INSTRUMENTS TO MEASURE PRESENTEEISM
The number of studies which describe instruments to analyze loss of productivity due to presenteeism or absenteeism is growing20,27. Using reliable validated instruments represents a significant step forward in the study of this problem, as well as to develop interventions18,28,29.
Forty studies analyzed the quality of 21 instruments to measure presenteeism. The results indicate that only three exhibit strong levels of evidence, to wit, the Endicott Work Productivity Scale (EWPS), the Health and Work Questionnaire (HWQ) and the Stanford Presenteeism Scale (SPS-6)4,30,31.

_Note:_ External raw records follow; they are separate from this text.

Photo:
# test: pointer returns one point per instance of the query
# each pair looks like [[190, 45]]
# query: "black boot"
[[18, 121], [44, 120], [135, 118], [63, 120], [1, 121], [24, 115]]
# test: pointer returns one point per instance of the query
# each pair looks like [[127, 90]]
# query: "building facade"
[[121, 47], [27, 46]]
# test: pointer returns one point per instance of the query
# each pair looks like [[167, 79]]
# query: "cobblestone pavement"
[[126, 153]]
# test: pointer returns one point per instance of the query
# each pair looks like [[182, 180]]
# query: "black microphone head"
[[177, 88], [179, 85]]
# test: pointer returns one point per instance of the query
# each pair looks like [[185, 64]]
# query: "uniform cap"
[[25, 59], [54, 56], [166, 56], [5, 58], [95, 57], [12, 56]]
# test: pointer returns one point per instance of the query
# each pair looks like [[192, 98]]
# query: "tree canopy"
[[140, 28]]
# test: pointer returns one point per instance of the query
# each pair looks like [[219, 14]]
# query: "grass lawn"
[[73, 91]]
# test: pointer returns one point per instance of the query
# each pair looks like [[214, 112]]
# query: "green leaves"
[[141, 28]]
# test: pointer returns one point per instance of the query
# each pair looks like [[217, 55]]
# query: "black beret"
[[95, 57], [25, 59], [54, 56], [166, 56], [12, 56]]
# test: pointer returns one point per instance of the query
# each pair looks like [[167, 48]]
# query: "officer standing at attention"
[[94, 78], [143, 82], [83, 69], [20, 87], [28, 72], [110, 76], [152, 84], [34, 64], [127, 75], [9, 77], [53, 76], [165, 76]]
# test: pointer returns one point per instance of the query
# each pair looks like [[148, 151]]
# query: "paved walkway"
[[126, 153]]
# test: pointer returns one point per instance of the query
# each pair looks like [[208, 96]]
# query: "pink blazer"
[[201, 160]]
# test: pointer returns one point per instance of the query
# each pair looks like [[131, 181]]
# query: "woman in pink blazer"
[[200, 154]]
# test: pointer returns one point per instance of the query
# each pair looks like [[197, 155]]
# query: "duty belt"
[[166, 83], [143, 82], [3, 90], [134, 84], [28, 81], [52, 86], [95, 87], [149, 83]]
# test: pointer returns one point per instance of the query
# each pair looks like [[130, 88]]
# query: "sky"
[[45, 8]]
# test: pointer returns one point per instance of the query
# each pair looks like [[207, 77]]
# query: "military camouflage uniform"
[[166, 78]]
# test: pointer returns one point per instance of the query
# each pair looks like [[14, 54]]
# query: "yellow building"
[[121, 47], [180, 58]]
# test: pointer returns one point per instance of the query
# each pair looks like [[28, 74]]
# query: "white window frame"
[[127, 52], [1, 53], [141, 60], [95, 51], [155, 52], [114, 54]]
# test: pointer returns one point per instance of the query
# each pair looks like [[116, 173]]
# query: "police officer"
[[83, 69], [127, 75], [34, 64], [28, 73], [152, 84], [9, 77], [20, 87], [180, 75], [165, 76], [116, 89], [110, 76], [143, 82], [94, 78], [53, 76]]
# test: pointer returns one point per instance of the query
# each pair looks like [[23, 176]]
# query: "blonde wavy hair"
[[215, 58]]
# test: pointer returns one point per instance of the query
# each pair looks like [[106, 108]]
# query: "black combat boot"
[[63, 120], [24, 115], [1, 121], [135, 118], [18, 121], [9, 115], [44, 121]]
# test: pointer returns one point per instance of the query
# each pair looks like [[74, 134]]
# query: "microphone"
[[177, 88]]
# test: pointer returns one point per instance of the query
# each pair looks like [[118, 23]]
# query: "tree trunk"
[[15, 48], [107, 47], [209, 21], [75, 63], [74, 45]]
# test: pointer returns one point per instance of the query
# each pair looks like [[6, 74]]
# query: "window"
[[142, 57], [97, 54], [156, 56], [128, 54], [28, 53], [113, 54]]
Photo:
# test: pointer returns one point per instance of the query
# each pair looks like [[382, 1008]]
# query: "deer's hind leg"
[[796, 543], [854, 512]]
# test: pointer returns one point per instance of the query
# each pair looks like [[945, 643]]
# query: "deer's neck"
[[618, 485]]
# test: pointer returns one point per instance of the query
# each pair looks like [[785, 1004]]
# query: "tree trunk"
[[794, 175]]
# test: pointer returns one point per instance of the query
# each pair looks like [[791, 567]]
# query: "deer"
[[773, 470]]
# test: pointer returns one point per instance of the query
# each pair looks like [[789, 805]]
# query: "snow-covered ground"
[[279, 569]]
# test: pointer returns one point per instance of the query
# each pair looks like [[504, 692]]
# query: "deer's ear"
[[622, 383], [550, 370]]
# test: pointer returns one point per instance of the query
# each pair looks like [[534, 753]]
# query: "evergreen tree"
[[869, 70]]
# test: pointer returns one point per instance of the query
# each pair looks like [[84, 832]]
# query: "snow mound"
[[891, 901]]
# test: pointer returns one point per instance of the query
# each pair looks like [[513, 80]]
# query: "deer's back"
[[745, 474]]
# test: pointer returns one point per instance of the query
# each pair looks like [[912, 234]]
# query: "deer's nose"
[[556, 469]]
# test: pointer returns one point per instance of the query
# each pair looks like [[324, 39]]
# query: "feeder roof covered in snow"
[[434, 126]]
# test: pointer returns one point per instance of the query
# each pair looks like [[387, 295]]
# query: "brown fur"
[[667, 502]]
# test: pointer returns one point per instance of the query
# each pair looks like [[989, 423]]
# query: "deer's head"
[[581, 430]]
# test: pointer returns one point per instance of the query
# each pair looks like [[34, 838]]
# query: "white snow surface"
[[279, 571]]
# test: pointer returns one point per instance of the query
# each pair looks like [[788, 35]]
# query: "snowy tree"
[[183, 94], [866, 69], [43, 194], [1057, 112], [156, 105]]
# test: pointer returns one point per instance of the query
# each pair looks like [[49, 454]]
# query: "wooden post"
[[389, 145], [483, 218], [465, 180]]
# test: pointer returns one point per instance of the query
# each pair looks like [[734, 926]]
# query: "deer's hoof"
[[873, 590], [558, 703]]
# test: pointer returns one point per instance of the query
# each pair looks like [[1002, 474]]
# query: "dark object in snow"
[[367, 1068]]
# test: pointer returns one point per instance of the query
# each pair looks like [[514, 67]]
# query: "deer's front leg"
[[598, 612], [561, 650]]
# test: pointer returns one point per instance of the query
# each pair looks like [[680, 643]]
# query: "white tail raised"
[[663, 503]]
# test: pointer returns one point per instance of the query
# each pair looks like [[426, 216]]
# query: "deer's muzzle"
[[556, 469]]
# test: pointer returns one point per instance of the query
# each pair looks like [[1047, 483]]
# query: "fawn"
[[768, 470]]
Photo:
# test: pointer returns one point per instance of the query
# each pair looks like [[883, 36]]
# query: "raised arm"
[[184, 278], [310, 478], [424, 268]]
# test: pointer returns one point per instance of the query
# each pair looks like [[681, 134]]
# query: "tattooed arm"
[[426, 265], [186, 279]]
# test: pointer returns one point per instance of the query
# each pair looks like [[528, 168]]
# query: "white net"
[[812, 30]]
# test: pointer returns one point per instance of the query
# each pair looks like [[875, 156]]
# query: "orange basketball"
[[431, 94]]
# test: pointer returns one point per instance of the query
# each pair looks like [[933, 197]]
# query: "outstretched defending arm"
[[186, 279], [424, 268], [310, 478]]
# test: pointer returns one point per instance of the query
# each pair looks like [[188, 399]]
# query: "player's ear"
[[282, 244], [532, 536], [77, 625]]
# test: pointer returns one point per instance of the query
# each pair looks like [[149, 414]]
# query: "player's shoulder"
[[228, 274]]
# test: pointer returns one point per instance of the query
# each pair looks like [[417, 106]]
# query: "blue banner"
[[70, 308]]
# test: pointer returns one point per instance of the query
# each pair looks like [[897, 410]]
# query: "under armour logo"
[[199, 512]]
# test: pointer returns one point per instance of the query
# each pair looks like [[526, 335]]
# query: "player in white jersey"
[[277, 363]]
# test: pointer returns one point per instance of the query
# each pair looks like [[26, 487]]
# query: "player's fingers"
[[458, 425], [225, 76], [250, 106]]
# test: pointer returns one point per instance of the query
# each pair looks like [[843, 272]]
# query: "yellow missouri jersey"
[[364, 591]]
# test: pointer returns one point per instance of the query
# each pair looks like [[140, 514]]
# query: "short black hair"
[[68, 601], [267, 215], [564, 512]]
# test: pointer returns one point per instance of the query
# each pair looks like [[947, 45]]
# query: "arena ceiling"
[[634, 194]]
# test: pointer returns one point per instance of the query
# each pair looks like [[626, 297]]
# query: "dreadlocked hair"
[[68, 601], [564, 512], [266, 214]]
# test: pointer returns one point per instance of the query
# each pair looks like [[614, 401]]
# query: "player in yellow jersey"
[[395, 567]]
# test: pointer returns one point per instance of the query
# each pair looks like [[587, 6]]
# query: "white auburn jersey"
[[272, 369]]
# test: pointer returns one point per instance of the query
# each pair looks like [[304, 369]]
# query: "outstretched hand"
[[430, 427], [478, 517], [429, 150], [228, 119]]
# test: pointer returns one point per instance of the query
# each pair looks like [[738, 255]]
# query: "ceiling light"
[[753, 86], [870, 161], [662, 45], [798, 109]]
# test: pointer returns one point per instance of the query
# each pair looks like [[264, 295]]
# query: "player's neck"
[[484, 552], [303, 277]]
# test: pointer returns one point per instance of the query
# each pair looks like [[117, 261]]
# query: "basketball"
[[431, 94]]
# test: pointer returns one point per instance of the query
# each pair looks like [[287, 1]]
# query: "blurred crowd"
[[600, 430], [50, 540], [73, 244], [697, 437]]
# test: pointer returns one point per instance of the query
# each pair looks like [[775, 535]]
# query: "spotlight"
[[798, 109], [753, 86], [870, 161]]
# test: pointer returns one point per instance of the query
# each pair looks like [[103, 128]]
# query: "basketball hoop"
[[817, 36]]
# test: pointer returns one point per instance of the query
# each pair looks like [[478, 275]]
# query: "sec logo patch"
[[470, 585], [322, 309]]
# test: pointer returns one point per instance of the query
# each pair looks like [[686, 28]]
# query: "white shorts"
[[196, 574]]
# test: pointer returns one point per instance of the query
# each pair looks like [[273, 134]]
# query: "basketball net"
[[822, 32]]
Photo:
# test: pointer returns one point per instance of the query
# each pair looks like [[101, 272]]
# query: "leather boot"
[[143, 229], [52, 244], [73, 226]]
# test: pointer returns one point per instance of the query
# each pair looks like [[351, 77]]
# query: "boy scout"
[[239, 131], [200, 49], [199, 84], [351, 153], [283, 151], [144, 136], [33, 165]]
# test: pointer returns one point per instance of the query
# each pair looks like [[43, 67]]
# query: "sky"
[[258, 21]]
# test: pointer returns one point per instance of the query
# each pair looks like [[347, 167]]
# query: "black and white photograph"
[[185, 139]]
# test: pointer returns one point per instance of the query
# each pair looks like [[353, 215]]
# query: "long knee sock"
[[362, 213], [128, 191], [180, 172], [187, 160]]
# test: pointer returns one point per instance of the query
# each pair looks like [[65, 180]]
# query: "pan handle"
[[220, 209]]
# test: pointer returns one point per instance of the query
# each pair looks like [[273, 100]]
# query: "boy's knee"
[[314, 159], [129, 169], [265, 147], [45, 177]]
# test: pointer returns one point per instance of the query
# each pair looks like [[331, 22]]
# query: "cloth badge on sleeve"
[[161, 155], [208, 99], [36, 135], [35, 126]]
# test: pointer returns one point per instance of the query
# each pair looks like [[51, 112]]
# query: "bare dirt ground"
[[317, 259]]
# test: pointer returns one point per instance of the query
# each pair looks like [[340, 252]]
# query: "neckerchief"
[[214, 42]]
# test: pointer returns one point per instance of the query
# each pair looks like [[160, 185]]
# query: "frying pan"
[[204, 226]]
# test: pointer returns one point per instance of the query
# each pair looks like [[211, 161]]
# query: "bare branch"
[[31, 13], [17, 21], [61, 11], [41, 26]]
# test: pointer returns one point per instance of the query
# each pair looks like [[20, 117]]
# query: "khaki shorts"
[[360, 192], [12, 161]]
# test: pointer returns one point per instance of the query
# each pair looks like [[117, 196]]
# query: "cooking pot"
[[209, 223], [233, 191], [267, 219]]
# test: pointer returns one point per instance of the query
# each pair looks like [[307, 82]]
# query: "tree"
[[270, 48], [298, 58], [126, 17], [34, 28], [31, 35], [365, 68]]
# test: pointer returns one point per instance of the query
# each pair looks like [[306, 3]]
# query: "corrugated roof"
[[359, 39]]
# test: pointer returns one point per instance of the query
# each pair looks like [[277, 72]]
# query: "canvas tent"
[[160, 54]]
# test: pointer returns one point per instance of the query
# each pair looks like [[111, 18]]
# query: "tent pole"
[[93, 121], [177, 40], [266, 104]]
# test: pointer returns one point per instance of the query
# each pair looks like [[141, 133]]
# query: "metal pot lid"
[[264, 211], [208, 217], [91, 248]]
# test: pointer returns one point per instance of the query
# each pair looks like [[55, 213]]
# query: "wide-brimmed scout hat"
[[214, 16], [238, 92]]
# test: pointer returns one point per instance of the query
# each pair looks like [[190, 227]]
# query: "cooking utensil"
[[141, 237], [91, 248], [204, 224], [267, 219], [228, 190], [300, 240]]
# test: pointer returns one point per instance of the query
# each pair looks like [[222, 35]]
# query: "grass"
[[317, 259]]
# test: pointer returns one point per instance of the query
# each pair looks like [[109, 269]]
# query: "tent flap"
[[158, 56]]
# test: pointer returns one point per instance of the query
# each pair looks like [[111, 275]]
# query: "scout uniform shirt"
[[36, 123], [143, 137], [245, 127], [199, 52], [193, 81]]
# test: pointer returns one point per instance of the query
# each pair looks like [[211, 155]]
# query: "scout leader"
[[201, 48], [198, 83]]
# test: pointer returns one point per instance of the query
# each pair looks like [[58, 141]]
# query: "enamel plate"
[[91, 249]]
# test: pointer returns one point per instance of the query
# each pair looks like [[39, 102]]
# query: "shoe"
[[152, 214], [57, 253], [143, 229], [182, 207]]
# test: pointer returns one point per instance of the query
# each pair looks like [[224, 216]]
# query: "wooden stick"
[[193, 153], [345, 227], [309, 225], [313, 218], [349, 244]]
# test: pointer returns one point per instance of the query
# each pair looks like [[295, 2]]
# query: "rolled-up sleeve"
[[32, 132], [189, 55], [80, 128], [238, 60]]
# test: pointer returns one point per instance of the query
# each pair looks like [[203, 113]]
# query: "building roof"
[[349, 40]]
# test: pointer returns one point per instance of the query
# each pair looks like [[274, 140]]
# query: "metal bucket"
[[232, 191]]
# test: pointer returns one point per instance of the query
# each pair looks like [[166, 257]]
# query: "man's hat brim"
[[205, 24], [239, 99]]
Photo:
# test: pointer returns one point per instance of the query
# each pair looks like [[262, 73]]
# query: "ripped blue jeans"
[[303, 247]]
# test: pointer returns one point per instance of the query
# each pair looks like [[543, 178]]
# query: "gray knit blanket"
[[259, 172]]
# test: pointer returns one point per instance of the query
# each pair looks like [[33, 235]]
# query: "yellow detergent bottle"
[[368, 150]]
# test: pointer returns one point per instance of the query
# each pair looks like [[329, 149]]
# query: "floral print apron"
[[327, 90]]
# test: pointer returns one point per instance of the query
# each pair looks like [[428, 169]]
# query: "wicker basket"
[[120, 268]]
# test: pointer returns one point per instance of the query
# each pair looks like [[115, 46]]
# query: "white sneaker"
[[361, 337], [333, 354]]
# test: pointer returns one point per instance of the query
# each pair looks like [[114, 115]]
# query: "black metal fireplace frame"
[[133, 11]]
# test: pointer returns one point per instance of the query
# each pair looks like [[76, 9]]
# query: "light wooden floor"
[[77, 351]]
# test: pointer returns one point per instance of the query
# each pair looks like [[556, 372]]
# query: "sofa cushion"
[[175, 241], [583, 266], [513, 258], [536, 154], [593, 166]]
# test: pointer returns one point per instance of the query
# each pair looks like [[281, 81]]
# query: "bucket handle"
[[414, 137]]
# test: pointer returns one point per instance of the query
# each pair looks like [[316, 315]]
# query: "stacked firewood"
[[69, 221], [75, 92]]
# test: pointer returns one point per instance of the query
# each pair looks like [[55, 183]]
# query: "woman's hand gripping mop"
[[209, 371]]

EWPS is a short self-reported questionnaire that affords a high sensitivity measure of productivity. The global score is calculated based on the frequency of behaviors, subjective feelings and attitudes at work along the previous week. The global score was considered to be reliable and valid for a group of outpatients with depression and a sample from the general population. It is easy to administer, short and has adequate sensitivity to assess impacts on performance at work32.
HWQ is a 30-item questionnaire that analyzes performance at work in the previous week based on the respondents, supervisors and coworkers’ assessment. The instrument comprises six subscales (productivity, concentration/focus, supervisor relationships, non-work satisfaction, work satisfaction and impatience/irritability) and three single items (stress, job control and ability to finish work on time). Lower scores indicate better productivity33.
SPS-6 is widely used to investigate characteristics of presenteeism and was validated for use in Portugal and Brazil. The focus of this instrument is on the relationship between presenteeism, productivity and health problems30,31,22,33,34. While it exhibits strong internal consistency and structural validity, hypothesis testing and criterion validity are just moderate34. This scale comprises 6 items responded on a Likert scale with scores ranging from 1 (strongly disagree) to 5 (strongly agree); the global score ranges from 6 to 308,29,34,35. A self-report questionnaire, respondents are requested to describe their degree of agreement with statements relative to the impact of health on work. The scale measures the ability of respondents to concentrate and perform their tasks when when sick, i.e. finishing work and avoiding distractions. SPS-6 seems to be the most widely used instrument for being easy to administer and efficacious34.
The aforementioned questionnaires are easy to administer. For enabling early diagnosis, they foster actions to minimize the adverse effects of presenteeism. Assessment of this phenomenon should not be restricted to estimations of frequency, but must also include its underlying reasons36 so that strategies to reduce incidence may be fomulated9. Several approaches might be adopted in this regard, and that of therapeutic groups has already evidenced efficacy. The authors of a study analyzed 234 medical residents and 813 specialists to investigate the relationship between health, work and suicidal ideation; the therapeutic group approach was associated with reduction of suicidal ideation22.
DISCUSSION
Presenteeism is a multidimensional phenomenon with high prevalence among health care workers. Yet, it is difficult to detect, perhaps due to lack of information, even though it impairs performance and possibly leads to distraction and serious errors.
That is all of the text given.